Folha Regional

Minha definição de empatia

Antes de começar a escrever sobre qualquer coisa, percebi que meus últimos textos têm retratado o momento que tenho estado. Por um minuto me senti mal por isso, pois me propus a escrever para todos e não para mim, mas logo depois lembrei do meu primeiro texto para o jornal, em que eu dizia que faria desse espaço um diário dos meus pensamentos.

Não sou uma escritora, sou apenas alguém apaixonada pelas palavras e que usa delas para organizar seus pensamentos e acalmar seu coração. Só escrevo o que de fato vivo ou sinto e dessa maneira pretendo tocar as pessoas.

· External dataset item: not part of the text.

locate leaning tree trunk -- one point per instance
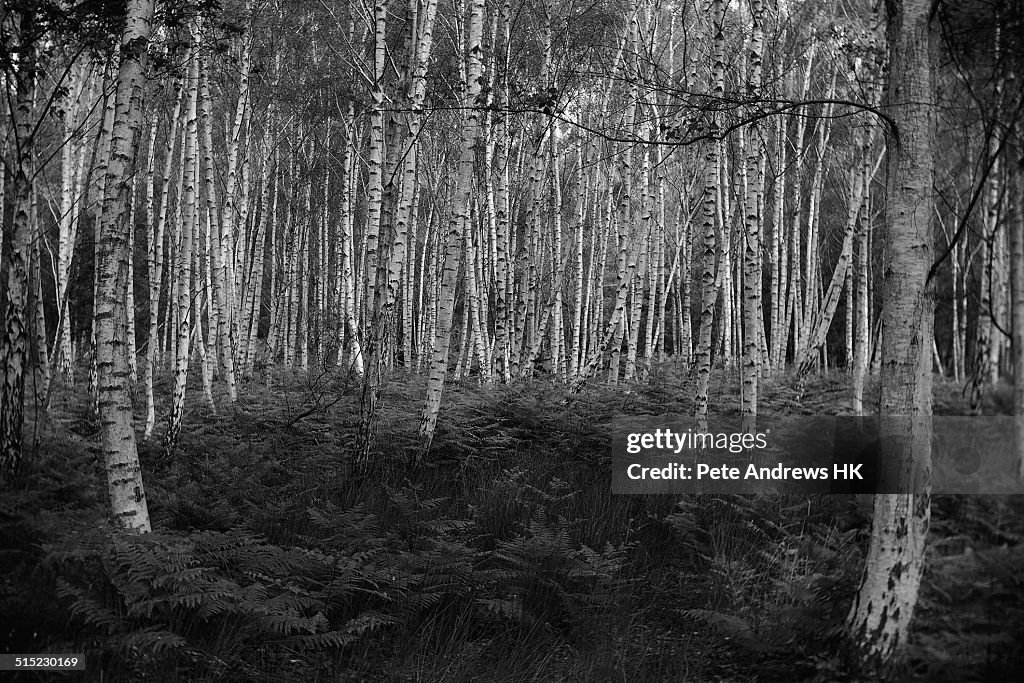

Dito isso, vamos ao que interessa. Uma palavra tem ecoado em minha cabeça esses dias, ecoado tão forte que chega a me incomodar. Empatia! É uma palavra que está na moda e eu já encontrei diversas definições para ela, mas eu queria achar uma definição que fosse minha, para quando alguém me perguntasse – Bianca, o que é empatia? Eu soubesse responder com propriedade.

Nessa minha busca quase que enlouquecedora por essa definição, me lembrei de um colega de trabalho. Há 5 anos atrás eu ingressava em um trabalho totalmente novo para mim, eu era nova e pouco sabia dali, na verdade eu não sabia nada. Todos os colegas estavam empenhados em me ajudar e eu empenhada a aprender, mas um homem em especial marcou minha história.

Todas as vezes em que eu pedia sua ajuda ele estava pronto para me ajudar, não consigo lembrar uma só vez que ele tenha me negado auxílio ou mostrado má vontade, mas ainda não é sobre isso que venho falar.

Ele era de meia idade, um pai dedicado e um marido amoroso, era atencioso com todo mundo e nunca o vi reclamar de nada, mas ainda não é sobre isso que venho falar.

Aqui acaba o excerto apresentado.